While the bill’s proposals to establish platform parity and reform rate-setting standards and procedures would bring about much needed reform, the bill also contains several provisions that are unfair to consumers. First, the bill would severely restrict home recording rights and require services to install DRM to achieve these restrictions. Consumers would be allowed to record only based on blocks of time and not on specific songs, albums or artists. In addition, the devices would have to be designed so that consumers could only listen to the recordings in the same order they were recorded. What does this mean in practical terms? It means that users would be allowed to record a random block of songs—say 5 minutes worth of songs from their favorite radio station—but would not be allowed to split that recording into separate songs or to attempt to record only specific songs played on the station.

The DRM provisions of the Perform Act are based on the reasoning that modern devices that allow consumers to record songs, create their own playlists and listen to music in whatever order they wish would amount to a distribution of music and displace record sales. Thus, any digital broadcast of an audio recording must be protected using technological protection measures.

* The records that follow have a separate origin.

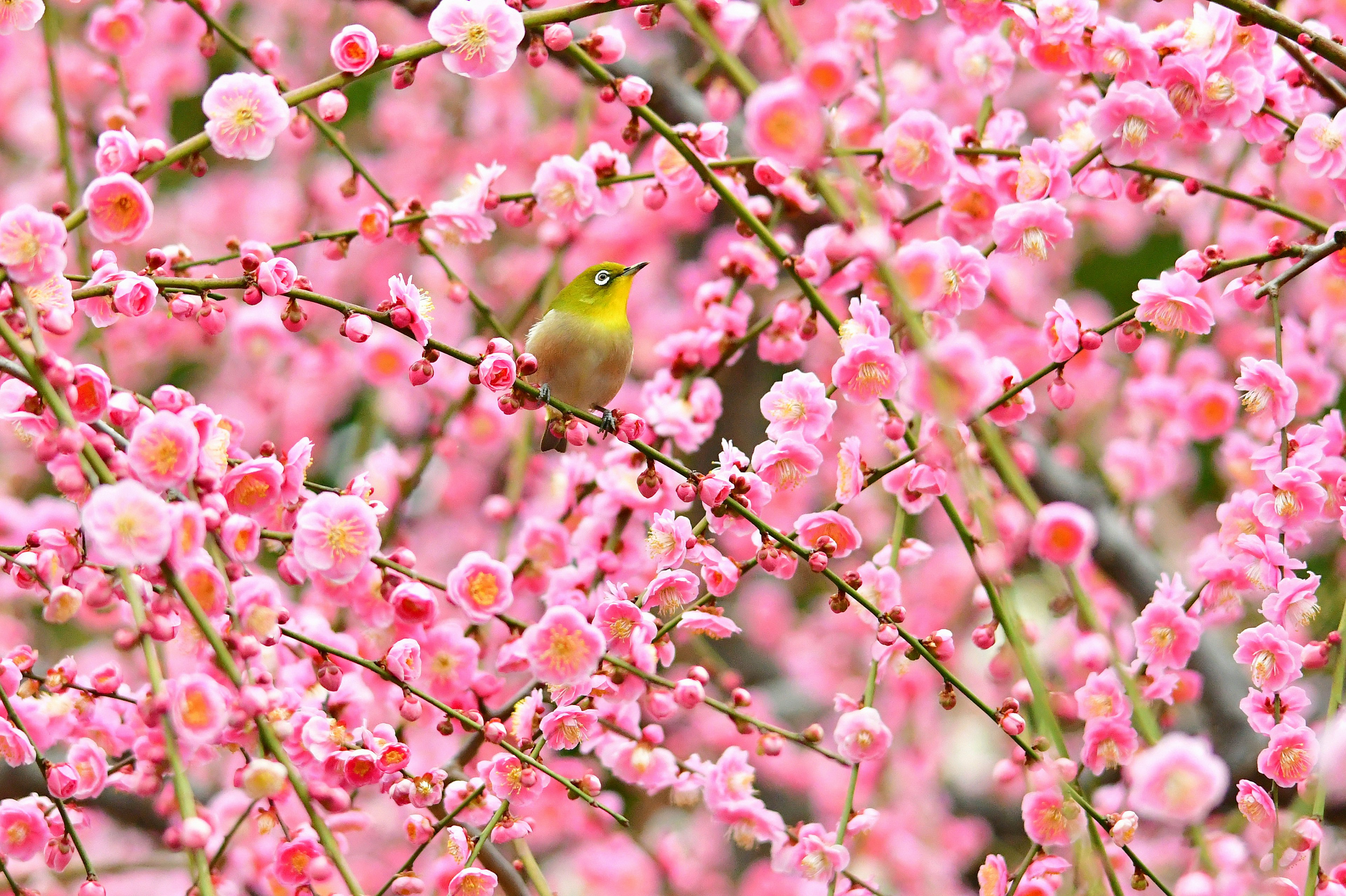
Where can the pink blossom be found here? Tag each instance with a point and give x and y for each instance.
(1321, 144)
(1180, 780)
(1174, 303)
(127, 524)
(563, 647)
(917, 150)
(1133, 122)
(1049, 820)
(354, 50)
(862, 735)
(1062, 533)
(336, 536)
(481, 587)
(119, 208)
(1032, 228)
(32, 241)
(1166, 637)
(481, 37)
(245, 115)
(163, 451)
(1291, 755)
(1267, 391)
(1274, 661)
(784, 120)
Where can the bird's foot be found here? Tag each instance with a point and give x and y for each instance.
(609, 424)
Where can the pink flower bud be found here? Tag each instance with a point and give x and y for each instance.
(332, 106)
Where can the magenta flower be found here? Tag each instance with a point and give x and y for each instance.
(119, 208)
(1166, 637)
(917, 150)
(127, 525)
(784, 120)
(1267, 391)
(566, 188)
(862, 735)
(481, 587)
(1051, 820)
(163, 451)
(245, 115)
(481, 37)
(1062, 533)
(1180, 780)
(1272, 658)
(1174, 303)
(1134, 122)
(869, 372)
(1030, 229)
(354, 50)
(1321, 144)
(1291, 755)
(336, 536)
(563, 647)
(32, 244)
(799, 404)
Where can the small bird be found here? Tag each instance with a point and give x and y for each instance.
(583, 346)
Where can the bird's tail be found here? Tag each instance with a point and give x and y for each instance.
(551, 440)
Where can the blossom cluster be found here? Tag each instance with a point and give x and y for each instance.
(916, 556)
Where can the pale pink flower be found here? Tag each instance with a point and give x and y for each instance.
(1110, 743)
(23, 828)
(1166, 636)
(851, 478)
(1062, 332)
(1267, 391)
(1321, 144)
(354, 50)
(1256, 805)
(116, 29)
(799, 403)
(119, 208)
(564, 188)
(667, 540)
(1291, 755)
(784, 120)
(1051, 820)
(481, 37)
(1134, 122)
(862, 735)
(1174, 303)
(163, 451)
(200, 707)
(1180, 780)
(870, 371)
(32, 241)
(1062, 533)
(917, 150)
(127, 525)
(245, 115)
(336, 536)
(1272, 658)
(21, 15)
(15, 746)
(1032, 228)
(563, 647)
(481, 587)
(404, 660)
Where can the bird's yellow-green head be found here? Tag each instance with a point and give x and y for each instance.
(599, 294)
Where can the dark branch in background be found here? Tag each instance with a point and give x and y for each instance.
(1135, 570)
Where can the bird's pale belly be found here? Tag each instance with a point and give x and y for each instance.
(585, 362)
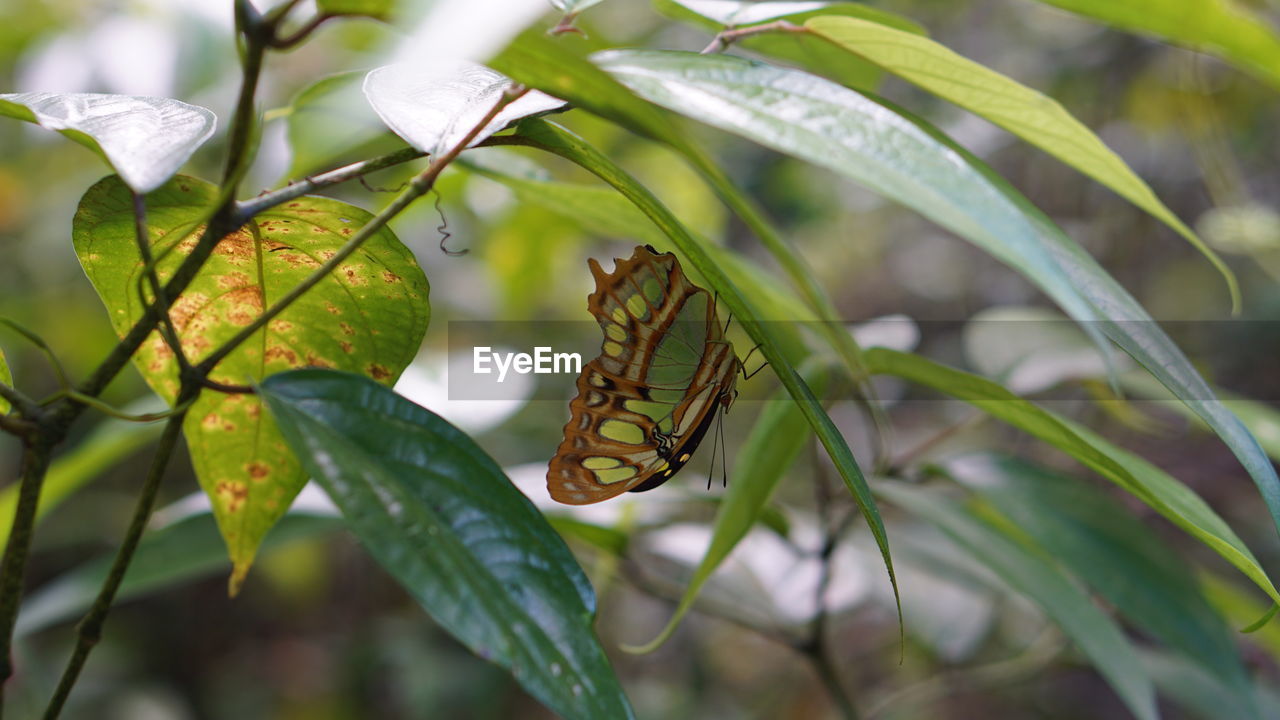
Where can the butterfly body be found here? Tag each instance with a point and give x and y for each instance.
(649, 399)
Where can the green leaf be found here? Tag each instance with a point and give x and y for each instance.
(1146, 482)
(106, 445)
(146, 140)
(1221, 27)
(536, 62)
(768, 452)
(1260, 418)
(1101, 542)
(1027, 113)
(574, 7)
(369, 317)
(184, 551)
(329, 121)
(7, 378)
(1202, 693)
(1042, 582)
(560, 141)
(905, 160)
(380, 9)
(443, 519)
(801, 49)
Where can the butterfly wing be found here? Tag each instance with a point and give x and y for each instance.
(645, 402)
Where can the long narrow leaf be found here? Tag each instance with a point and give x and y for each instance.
(776, 440)
(1116, 555)
(1031, 115)
(1151, 484)
(880, 146)
(1096, 634)
(553, 139)
(444, 520)
(1224, 27)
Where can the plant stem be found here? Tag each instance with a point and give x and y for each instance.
(247, 209)
(90, 629)
(730, 36)
(417, 187)
(149, 270)
(13, 566)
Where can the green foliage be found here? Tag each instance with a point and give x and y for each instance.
(789, 256)
(1045, 583)
(369, 317)
(442, 518)
(1223, 27)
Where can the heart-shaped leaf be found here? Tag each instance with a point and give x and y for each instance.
(368, 317)
(146, 140)
(442, 518)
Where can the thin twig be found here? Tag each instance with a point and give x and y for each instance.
(59, 372)
(247, 209)
(90, 629)
(419, 186)
(297, 36)
(13, 566)
(726, 37)
(26, 406)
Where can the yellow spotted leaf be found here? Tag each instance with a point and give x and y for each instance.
(369, 317)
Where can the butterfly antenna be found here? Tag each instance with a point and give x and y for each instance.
(743, 364)
(443, 228)
(711, 472)
(723, 456)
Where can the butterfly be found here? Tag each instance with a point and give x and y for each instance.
(648, 400)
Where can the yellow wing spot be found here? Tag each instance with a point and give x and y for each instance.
(600, 463)
(615, 475)
(622, 432)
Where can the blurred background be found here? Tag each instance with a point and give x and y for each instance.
(320, 632)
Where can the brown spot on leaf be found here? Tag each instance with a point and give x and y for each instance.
(186, 308)
(280, 352)
(233, 279)
(233, 495)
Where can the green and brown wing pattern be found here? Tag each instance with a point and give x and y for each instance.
(647, 401)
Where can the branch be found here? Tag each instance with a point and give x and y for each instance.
(247, 209)
(26, 406)
(90, 629)
(417, 187)
(149, 272)
(297, 36)
(13, 566)
(727, 37)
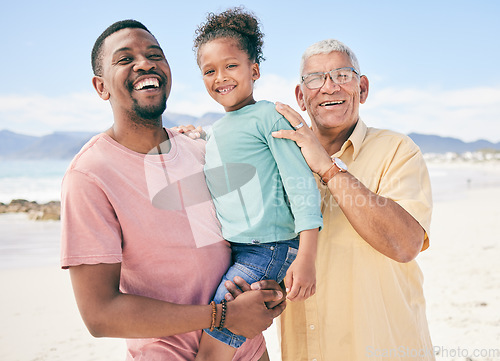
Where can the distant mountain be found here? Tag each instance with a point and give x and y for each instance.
(64, 145)
(437, 144)
(58, 145)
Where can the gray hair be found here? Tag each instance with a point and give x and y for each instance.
(326, 47)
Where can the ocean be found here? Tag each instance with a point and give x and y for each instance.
(33, 180)
(25, 243)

The reasoning seems to be specifically targeted at XM’s portable receiver called the inno.

The Performance Rights Act

The Performance Rights Act of 2007 was introduced in the House and Senate on December 18, 2007. Both bills would require over-the-air broadcasters to pay a performance license to labels and performers, as is the case for satellite, cable and Internet radio services. They would subject broadcasters to the same statutory license as webcasters and satellite radio services. However, the bills would still treat traditional broadcasters more favorably than satellite or Internet radio service providers by not requiring them to abide by all the conditions that the other services have to abide by in order to be eligible for the statutory license. The bills seek to alleviate any burden the license may cause on non-commercial and small radio stations by giving them a flat fee option.

The bills are a good first step towards achieving parity. However, they would fail to level the playing field among all providers of music services by not addressing the disparities in rate setting procedures. Also, they would not ensure that an artist’s share of the revenues is not used by record labels to “recoup” their advances—a remnant of the music industry’s archaic contract structure. The Perform Act has passed the House Subcommittee on Courts, the Internet and Intellectual Property.